La collection de manuscrits de Palmyr Cordier est composée pour l’essentiel de copies sur papier en écriture devanāgarī, corrigées et annotées par lui. On trouve aussi des copies originales sur papier, provenant notamment du Cachemire, et de rares copies sur feuilles de palmier, dont une copie ancienne de l’Aṣṭāṅgahṛdayasaṃhitā de Vāgbhaṭa en écriture malayalam (BnF Sanscrit 1280). Ce texte de base des médecins de l’āyurveda est largement représenté dans la collection, plusieurs copies sont d’ailleurs accompagnées de commentaires. On trouve aussi plusieurs copies du Yogaśataka de Nāgārjuna, recueil de compositions pharmaceutiques, dont une copiée sur un manuscrit de Bikaner accompagnée du commentaire sanskrit de Rūpanayana (BNF Sanscrit 1292). Ce même titre, attribué à une œuvre du médecin Vararūci, est aussi présent, dont une copie d’un manuscrit d’Alwar réalisée « par les soins du Paṇḍit Gośi Gangādhāra », selon une note de la main de Cordier (BNF Sanscrit 1196). Un autre ensemble présente de multiples copies, celui des traités sur le mercure (rasaśāstra), comme les Rasaratnākara de Nāgārjuna et de Nityanātha, ou le Rasaratnadīpa de Rāmarāja (BNF Sanscrit 1212). À titre de curiosité, on peut citer la présence d’un manuscrit du Rājamārttaṇḍa de Bhoja sur écorce de bouleau de l’Himalaya (Betula bhojpatra) (BNF Sanscrit 1225).

Manuscrits non médicaux

La centaine de manuscrits sanskrits de textes non médicaux est majoritairement consignée sur papier et en écriture bengalie. La poésie classique est bien représentée, de même qu’un certain nombre de grands purāṇa, de traités de poétique et de philosophie. Les copies datées sont généralement du XIXe siècle, comme le manuscrit de la Kramadīpikā de Keśavācārya daté de 1845 (BnF Sanscrit 1365), ou un Gītagovinda de Jayadeva daté de 1803 (BNF Sanscrit 1364).

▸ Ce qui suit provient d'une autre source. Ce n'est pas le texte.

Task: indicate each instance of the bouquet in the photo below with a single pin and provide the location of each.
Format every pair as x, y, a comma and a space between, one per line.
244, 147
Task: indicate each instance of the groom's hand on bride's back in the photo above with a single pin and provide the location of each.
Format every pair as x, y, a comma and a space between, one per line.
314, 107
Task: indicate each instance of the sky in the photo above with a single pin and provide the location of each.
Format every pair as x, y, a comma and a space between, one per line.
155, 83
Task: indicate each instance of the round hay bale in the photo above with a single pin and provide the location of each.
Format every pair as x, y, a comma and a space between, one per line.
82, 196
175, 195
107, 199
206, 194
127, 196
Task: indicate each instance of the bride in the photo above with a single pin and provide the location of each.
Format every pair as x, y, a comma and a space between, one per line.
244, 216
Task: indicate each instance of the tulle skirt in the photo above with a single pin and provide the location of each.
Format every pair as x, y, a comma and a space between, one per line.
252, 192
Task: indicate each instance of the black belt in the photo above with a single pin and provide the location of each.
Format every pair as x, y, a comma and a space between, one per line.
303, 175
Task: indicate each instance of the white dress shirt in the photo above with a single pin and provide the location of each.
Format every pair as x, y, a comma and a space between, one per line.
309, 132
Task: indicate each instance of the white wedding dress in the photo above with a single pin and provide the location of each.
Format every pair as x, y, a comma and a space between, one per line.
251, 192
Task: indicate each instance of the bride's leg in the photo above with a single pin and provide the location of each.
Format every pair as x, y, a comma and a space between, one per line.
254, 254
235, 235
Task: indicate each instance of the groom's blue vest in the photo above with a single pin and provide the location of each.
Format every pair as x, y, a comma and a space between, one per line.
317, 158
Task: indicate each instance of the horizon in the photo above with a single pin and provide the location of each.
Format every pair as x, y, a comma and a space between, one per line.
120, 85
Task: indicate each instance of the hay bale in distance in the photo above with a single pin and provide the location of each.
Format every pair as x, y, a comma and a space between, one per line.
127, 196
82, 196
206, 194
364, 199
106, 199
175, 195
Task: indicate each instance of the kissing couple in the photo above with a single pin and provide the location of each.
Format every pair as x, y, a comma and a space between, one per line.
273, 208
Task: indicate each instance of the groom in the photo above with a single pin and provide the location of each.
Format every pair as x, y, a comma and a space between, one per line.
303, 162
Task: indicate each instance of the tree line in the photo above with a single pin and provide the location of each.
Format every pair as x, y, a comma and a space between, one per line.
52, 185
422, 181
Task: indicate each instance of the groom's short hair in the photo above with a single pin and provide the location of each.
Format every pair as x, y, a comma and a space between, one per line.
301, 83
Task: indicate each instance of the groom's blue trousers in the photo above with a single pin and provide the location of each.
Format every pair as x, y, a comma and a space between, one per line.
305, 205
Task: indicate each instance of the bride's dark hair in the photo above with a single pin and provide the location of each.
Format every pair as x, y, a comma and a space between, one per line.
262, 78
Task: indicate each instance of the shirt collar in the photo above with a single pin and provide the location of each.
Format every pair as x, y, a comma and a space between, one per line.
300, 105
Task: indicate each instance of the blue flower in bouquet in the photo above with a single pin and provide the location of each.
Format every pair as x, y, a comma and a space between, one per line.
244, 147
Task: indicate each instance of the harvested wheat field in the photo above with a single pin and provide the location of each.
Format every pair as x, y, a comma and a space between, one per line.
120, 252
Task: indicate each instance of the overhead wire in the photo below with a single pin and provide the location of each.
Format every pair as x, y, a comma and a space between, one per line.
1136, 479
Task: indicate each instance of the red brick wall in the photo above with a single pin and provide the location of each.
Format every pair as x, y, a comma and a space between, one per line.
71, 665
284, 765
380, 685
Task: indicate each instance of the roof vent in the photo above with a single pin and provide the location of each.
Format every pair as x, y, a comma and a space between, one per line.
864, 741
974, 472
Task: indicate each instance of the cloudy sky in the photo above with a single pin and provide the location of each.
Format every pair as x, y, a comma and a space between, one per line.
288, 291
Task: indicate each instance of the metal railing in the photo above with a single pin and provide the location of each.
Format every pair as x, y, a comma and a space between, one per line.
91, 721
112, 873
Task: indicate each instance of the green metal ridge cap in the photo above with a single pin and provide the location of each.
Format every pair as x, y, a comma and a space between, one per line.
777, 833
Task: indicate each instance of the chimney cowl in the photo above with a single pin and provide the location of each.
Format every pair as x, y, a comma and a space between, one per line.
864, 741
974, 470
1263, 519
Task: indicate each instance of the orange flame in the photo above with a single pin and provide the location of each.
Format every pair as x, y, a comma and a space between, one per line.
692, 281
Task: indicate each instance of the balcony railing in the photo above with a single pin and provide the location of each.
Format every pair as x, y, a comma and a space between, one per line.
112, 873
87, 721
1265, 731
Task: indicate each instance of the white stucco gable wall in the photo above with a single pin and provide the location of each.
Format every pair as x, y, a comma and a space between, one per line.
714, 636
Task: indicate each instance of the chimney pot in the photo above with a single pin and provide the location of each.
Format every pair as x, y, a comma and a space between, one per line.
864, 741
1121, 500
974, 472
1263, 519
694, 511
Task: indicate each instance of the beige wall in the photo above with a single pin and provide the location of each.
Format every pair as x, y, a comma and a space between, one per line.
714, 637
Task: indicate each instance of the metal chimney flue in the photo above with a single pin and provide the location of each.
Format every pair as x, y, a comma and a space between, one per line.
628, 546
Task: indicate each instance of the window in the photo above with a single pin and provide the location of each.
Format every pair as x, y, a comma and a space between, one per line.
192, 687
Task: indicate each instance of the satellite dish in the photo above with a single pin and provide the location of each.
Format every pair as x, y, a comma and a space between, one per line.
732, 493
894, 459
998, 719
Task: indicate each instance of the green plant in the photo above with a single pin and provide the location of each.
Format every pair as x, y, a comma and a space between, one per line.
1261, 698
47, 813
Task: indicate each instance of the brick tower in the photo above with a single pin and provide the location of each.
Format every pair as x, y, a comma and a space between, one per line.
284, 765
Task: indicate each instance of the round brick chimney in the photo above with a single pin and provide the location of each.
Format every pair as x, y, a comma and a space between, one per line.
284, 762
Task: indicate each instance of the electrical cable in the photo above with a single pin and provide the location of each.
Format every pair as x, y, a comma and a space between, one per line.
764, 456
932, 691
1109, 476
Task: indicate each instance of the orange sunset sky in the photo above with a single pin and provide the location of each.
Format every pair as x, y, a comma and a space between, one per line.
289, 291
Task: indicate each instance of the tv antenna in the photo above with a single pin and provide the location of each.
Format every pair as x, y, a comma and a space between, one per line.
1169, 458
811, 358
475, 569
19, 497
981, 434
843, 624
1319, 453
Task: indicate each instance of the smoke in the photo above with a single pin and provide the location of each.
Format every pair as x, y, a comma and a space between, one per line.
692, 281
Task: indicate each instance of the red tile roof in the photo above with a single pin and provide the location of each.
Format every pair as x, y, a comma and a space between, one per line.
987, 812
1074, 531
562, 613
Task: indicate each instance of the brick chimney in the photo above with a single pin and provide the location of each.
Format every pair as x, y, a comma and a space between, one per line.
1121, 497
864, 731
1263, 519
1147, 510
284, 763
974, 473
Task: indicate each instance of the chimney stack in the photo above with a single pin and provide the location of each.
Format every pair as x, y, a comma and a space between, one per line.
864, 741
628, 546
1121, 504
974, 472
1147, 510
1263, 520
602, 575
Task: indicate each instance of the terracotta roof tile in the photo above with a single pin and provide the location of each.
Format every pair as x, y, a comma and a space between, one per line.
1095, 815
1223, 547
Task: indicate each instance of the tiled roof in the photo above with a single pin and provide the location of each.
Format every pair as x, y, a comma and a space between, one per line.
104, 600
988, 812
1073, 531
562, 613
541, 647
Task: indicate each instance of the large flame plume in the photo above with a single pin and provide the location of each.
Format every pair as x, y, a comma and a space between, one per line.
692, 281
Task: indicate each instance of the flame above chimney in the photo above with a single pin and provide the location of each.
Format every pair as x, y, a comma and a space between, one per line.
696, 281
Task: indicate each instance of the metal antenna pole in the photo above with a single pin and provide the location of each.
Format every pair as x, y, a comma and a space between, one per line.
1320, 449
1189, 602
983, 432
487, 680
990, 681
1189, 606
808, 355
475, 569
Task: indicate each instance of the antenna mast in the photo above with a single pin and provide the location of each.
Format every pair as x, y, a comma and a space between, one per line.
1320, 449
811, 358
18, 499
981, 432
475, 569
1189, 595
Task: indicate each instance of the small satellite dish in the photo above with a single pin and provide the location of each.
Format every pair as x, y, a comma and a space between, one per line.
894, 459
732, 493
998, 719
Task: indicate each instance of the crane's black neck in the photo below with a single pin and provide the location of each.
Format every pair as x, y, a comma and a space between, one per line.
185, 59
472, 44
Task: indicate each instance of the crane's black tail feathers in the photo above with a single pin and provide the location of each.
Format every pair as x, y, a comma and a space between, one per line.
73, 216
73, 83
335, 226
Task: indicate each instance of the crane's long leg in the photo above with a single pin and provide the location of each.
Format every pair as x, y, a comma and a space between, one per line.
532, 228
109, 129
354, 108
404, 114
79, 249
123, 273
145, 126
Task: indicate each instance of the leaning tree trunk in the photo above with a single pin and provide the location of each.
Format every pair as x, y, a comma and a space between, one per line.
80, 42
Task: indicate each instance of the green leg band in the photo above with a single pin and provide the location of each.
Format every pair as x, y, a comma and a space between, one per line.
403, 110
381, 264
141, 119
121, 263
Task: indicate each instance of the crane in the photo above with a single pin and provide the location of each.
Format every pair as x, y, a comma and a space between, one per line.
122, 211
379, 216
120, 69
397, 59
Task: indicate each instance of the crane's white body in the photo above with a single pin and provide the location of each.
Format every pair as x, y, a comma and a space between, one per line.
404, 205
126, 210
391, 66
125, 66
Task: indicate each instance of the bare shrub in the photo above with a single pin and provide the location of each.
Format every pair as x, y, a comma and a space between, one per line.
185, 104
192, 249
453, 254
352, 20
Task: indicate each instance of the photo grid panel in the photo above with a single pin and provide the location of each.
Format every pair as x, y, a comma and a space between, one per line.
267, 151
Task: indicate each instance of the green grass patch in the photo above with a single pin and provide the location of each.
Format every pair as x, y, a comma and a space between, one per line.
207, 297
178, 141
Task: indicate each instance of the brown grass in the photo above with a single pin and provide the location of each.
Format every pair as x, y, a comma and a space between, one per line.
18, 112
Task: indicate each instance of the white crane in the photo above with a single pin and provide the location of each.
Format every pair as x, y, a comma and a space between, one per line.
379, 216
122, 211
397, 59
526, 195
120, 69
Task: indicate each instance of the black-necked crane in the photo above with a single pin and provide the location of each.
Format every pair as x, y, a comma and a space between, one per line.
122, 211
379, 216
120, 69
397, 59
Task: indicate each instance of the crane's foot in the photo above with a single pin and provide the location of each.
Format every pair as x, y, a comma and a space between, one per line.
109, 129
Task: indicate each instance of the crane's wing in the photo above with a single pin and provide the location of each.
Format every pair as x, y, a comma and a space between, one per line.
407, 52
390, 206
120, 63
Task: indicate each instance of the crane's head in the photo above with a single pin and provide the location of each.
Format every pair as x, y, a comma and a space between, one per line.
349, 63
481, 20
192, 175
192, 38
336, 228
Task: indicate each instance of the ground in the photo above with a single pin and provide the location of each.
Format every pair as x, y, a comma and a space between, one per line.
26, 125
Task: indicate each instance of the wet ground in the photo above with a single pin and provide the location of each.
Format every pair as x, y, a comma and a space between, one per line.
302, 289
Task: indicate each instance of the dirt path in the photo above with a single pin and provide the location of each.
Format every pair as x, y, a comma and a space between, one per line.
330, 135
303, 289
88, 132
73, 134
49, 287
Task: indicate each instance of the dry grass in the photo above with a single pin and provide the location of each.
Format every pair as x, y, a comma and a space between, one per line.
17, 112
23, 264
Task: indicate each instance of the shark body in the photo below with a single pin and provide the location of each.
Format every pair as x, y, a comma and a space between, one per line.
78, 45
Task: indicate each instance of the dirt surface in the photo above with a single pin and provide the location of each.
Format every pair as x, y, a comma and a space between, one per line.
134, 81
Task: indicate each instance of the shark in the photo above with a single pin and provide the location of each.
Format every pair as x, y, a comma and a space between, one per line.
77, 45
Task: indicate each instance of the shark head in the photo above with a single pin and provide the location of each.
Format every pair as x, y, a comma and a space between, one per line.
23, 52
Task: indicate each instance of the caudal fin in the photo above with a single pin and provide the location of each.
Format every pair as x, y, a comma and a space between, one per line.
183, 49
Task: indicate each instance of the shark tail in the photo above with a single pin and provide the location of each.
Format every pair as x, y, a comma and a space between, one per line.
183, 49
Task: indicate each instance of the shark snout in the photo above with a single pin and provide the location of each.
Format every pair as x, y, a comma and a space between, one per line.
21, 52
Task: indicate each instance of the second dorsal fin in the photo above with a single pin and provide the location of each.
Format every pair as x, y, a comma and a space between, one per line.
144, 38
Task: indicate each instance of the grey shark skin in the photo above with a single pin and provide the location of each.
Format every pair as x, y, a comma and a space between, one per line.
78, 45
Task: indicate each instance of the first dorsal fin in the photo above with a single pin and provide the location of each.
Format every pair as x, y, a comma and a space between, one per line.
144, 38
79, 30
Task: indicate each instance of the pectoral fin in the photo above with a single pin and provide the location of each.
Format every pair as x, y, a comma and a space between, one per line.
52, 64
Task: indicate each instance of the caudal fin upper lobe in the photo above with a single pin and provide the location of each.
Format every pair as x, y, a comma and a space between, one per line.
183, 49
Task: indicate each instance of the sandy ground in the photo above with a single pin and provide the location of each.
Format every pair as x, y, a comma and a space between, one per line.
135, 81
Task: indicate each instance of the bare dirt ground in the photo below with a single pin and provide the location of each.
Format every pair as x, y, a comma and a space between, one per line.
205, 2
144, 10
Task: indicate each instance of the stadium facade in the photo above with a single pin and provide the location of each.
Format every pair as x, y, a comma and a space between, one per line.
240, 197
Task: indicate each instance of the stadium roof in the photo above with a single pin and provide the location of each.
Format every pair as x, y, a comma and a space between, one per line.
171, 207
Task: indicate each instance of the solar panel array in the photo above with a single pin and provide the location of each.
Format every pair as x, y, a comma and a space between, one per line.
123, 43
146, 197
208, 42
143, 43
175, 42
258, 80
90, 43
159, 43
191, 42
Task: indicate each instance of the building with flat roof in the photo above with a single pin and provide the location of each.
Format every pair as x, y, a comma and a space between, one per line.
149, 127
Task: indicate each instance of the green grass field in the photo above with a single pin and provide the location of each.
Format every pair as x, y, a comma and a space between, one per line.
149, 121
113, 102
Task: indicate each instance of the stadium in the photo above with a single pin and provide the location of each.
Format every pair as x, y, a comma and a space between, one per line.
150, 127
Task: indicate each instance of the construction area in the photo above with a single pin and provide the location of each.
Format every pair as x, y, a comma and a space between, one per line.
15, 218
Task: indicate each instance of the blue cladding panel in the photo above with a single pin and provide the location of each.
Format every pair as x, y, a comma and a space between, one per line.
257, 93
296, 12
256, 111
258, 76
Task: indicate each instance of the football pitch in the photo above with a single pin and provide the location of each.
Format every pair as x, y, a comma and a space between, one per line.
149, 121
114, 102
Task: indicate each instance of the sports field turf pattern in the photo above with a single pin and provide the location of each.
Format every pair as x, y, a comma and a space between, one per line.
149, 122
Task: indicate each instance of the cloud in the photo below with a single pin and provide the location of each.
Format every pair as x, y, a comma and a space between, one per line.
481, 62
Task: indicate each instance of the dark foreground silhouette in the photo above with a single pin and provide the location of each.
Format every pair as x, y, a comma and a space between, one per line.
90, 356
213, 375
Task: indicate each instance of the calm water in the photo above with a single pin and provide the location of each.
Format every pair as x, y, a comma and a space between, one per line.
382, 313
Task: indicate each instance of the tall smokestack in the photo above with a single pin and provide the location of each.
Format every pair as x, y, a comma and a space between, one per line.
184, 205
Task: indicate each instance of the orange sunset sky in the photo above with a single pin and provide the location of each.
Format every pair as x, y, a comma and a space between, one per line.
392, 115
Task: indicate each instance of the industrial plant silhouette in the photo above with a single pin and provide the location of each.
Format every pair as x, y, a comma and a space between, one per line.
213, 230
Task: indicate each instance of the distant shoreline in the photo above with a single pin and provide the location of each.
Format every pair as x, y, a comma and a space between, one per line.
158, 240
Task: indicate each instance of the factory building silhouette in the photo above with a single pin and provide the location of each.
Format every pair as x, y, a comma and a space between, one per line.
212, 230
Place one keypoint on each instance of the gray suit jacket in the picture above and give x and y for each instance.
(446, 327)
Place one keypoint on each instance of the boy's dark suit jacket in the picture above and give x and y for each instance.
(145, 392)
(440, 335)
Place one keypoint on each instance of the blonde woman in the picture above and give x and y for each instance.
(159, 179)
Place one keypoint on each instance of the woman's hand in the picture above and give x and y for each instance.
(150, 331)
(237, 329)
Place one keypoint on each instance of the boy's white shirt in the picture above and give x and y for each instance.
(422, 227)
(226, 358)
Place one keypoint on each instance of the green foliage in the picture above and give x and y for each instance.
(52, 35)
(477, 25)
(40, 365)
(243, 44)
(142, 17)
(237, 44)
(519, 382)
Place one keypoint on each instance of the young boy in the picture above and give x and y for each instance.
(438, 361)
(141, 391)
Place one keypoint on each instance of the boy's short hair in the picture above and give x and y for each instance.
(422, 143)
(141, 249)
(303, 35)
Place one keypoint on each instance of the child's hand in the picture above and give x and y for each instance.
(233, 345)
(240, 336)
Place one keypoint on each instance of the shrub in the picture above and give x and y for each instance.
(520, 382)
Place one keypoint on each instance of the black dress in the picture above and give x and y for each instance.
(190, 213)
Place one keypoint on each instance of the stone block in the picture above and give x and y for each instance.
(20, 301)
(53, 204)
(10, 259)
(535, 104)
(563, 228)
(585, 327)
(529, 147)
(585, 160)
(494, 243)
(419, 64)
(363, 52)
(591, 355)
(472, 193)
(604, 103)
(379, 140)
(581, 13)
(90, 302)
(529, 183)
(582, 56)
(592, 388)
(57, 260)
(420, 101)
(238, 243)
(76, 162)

Les ouvrages de grammaire sanskrite, acquis sans doute à des fins de perfectionnement dans l’apprentissage de cette langue, ont aussi une large place dans cet ensemble, comme une copie datée de 1804 du Mugdhabodhavyākaraṇa de Vopadeva (BNF Sanscrit 1377). La copie la plus ancienne est certainement celle du Yajñavalkyadharmaśāstra datée de 1789, en écriture devanāgarī (BnF Sanscrit 1409).

Manuscrits bengalis

L’ensemble de six manuscrits en langue bengalie compte des copies remarquables, comme celle du Gītā- ou Pada-kalpataru, anthologie de plus de 3000 poèmes vaiṣṇava en brajabuli et en moyen-bengali (BNF Indien 966), datée de 1776 selon le colophon, ou encore une copie de la version bengalie du Rāmāyaṇa composée par Kṛttivās au XVe siècle (BnF Indien 969). La pertinence de ces acquisitions montre la très grande connaissance du monde indien que Palmyr Cordier n’a cessé de cultiver au fil de ses missions.